Am 27. und 28. November 1994 fand in Norwegen eine Volksabstimmung über den Beitritt des Landes zur Europäischen Union statt. Bei einer Wahlbeteiligung von 88,6 Prozent lehnten 52,2 Prozent der Abstimmenden den EU-Beitritt ab.

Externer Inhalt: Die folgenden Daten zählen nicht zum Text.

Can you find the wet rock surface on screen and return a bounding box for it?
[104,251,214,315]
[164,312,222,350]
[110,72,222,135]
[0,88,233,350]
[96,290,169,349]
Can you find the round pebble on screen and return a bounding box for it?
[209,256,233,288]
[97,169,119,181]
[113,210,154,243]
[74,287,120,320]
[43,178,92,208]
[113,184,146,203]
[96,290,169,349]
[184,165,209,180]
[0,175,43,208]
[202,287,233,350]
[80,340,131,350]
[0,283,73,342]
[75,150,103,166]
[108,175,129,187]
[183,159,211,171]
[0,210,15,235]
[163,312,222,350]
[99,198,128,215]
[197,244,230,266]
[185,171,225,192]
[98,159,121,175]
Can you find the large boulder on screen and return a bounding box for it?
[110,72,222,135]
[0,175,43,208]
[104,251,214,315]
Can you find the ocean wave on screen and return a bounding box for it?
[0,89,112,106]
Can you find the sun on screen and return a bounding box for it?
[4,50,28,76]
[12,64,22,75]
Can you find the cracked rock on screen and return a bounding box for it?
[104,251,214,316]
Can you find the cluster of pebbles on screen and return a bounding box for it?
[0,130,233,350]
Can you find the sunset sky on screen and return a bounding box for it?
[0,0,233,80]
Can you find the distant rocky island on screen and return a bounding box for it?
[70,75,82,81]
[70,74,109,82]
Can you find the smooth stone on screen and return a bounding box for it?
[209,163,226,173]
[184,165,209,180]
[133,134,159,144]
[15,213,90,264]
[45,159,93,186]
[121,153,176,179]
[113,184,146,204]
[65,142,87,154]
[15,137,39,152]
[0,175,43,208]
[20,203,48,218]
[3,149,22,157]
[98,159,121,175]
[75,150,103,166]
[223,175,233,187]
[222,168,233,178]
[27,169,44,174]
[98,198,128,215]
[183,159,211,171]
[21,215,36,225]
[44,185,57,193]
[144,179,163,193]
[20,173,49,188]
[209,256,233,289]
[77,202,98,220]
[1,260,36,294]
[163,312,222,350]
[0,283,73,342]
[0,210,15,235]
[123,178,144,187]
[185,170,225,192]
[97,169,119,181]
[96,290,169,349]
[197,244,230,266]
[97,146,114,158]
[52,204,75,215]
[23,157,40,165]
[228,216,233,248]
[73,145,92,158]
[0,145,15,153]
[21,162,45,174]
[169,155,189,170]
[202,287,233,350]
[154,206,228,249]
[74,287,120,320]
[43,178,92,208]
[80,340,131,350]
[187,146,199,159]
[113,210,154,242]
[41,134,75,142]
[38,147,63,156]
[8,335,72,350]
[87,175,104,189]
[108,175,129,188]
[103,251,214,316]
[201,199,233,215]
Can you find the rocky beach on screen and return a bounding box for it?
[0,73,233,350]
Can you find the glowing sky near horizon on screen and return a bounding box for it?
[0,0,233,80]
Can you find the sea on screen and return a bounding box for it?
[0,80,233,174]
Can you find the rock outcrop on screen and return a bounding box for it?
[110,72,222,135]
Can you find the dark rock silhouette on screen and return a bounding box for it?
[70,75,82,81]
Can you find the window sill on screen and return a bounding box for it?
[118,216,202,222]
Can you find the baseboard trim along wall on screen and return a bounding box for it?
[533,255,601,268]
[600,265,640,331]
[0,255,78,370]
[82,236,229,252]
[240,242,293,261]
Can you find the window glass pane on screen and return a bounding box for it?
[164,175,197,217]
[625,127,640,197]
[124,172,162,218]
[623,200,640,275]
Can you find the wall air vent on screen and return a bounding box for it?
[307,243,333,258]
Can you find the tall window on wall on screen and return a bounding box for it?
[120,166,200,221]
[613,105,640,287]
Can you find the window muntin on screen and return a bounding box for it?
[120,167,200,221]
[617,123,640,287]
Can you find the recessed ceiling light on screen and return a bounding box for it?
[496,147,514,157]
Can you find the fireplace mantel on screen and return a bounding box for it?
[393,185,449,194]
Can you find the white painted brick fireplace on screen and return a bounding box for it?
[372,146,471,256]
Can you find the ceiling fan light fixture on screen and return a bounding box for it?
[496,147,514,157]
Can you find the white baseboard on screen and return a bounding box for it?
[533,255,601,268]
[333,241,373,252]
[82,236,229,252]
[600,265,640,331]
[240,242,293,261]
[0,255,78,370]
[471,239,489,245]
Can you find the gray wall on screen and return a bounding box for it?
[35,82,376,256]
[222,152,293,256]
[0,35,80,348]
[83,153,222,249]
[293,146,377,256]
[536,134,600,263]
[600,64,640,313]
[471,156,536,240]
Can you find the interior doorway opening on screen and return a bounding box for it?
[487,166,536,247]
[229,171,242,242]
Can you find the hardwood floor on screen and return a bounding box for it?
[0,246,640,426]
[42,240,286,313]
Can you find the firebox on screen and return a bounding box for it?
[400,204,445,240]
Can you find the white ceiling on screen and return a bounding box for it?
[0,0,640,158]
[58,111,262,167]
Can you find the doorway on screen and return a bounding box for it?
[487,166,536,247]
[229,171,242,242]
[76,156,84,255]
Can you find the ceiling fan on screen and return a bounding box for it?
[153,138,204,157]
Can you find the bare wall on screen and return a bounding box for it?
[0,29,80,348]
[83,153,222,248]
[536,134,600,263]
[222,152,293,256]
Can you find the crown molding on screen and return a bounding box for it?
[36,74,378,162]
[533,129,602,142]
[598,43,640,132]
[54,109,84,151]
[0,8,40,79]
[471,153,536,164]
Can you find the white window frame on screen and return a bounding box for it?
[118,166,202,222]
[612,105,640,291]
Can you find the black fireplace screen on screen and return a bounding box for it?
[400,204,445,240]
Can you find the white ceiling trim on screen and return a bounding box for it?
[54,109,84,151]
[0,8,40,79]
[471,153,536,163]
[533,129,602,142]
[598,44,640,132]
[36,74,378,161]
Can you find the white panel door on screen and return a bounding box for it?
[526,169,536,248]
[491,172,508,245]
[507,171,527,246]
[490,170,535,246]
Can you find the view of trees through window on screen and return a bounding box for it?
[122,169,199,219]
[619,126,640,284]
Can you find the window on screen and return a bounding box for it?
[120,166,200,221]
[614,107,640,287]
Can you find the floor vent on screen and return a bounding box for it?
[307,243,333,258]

Beitrittsverhandlungen zur EU 1992–94:
Norwegen
Österreich, Finnland und Schweden
Europäische Union

Nach der Gründung der Europäischen Wirtschaftsgemeinschaft im Jahr 1957 hatte es einen deutlichen und lang anhaltenden Wirtschaftsaufschwung in allen EWG-Mitgliedsstaaten gegeben. Für viele der Nachbarstaaten der EWG, die anfänglich nur aus Frankreich, der westdeutschen Bundesrepublik, Italien und den Benelux-Staaten bestand, erschien ein Beitritt zu dieser Wirtschaftsunion erstrebenswert. Norwegen, als Mitglied der NATO politisch eng mit den Staaten der EWG verbunden, beantragte 1962 und erneut 1967 die Mitgliedschaft in der EWG. Beide Anträge wurden auf Betreiben des französischen Präsidenten Charles de Gaulle, der insbesondere keinen Beitritt des Vereinigten Königreichs zur EWG wünschte, blockiert. Nachdem de Gaulle am 28. April 1969 zurückgetreten war, schien der Weg nach Europa frei und Norwegen stellte 1970 einen erneuten Aufnahmeantrag. Die Anträge waren in den 1960er Jahren von den meisten gesellschaftlichen Gruppen wohl befürwortet worden. Nach der Entdeckung reicher Öl- und Erdgasvorkommen in der Nordsee (Ekofisk Ende 1969 und später weitere) kamen Befürchtungen auf, Norwegen könnte zu einem Nettozahler in der EWG werden.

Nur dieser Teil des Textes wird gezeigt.